I’m not about to go overboard after any of Cousins’ games -- one way or another. The Redskins have been willing to give him the season; that’s been clear for a while. That means every game is a piece of the puzzle. And it means there will be some games you like and some you do not; they all contribute to the picture, though.

Throw I liked: The touchdown pass to receiver DeSean Jackson. Of course, that’s an obvious one, but I picked it because there weren’t a whole lot that stood. But also because Cousins did a good job holding the safety in the middle. It’s inconceivable to me why the safety wasn't cheating to Jackson's side considering it left another safety one-on-one with Jackson as an inside receiver. But Cousins held Kurt Coleman in the middle first by looking to his left, then the middle and then finally turning to the right and unloading the ball. I also liked a 13-yard out to Pierre Garcon, which was thrown with good anticipation. As Garcon cut, the ball was already in the air.

Throw I didn’t: Well, another obvious one -- the interception.
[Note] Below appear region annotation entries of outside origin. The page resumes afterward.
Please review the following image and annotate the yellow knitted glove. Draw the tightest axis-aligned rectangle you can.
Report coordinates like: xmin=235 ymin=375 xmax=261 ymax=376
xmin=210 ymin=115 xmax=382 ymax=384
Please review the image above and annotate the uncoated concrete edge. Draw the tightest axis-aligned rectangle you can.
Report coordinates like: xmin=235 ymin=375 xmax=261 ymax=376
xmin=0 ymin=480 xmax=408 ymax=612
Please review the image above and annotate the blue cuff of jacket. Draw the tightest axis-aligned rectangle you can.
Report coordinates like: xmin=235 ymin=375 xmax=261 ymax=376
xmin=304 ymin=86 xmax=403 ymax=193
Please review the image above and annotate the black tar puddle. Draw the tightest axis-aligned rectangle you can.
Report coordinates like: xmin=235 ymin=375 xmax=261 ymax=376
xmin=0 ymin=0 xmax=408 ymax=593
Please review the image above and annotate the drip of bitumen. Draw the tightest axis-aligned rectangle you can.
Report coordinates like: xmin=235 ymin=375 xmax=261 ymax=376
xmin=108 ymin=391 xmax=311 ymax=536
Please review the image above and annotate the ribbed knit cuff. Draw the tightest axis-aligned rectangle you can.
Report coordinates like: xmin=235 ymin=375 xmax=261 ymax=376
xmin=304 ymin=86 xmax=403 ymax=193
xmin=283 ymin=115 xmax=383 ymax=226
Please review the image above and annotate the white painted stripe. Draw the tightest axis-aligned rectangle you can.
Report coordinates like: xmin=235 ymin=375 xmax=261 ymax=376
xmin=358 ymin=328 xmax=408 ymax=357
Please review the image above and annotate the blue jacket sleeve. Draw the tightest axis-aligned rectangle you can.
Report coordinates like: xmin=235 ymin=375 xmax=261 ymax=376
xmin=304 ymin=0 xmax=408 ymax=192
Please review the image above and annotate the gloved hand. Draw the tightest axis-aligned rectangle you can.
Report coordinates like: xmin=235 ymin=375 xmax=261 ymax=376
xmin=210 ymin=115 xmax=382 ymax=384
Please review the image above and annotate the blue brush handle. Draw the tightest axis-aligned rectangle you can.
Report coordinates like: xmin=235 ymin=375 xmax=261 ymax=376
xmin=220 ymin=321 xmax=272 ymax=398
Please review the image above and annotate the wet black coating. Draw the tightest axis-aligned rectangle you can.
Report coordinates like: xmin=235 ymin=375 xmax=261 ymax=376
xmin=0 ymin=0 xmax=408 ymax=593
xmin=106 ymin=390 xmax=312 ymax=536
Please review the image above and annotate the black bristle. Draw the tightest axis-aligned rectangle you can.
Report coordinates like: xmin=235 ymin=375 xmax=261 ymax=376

There’s not a whole lot of new ground to break here; Cousins was under duress and did not fully plant his feet before he threw. Really, it’s that simple. It was the right decision; Jackson was wide open. It was a bad throw. There weren’t many bad throws on the day.

The fumbles: The Redskins want their quarterbacks to keep two hands on the ball until they go to release it, preventing possible fumbles. On Cousins’ first fumble, Kony Ealy jarred it free as he never felt the pressure. On the second, Cousins never saw the blitzer (Matt Jones was supposed to pick him up). Also, on the first sack/fumble, I’m surprised Cousins didn’t feel or see Ealy; Cousins was looking to the right side of the field -- Ealy rushed from left end. But Cousins didn’t move up in the pocket or slide enough and trouble followed.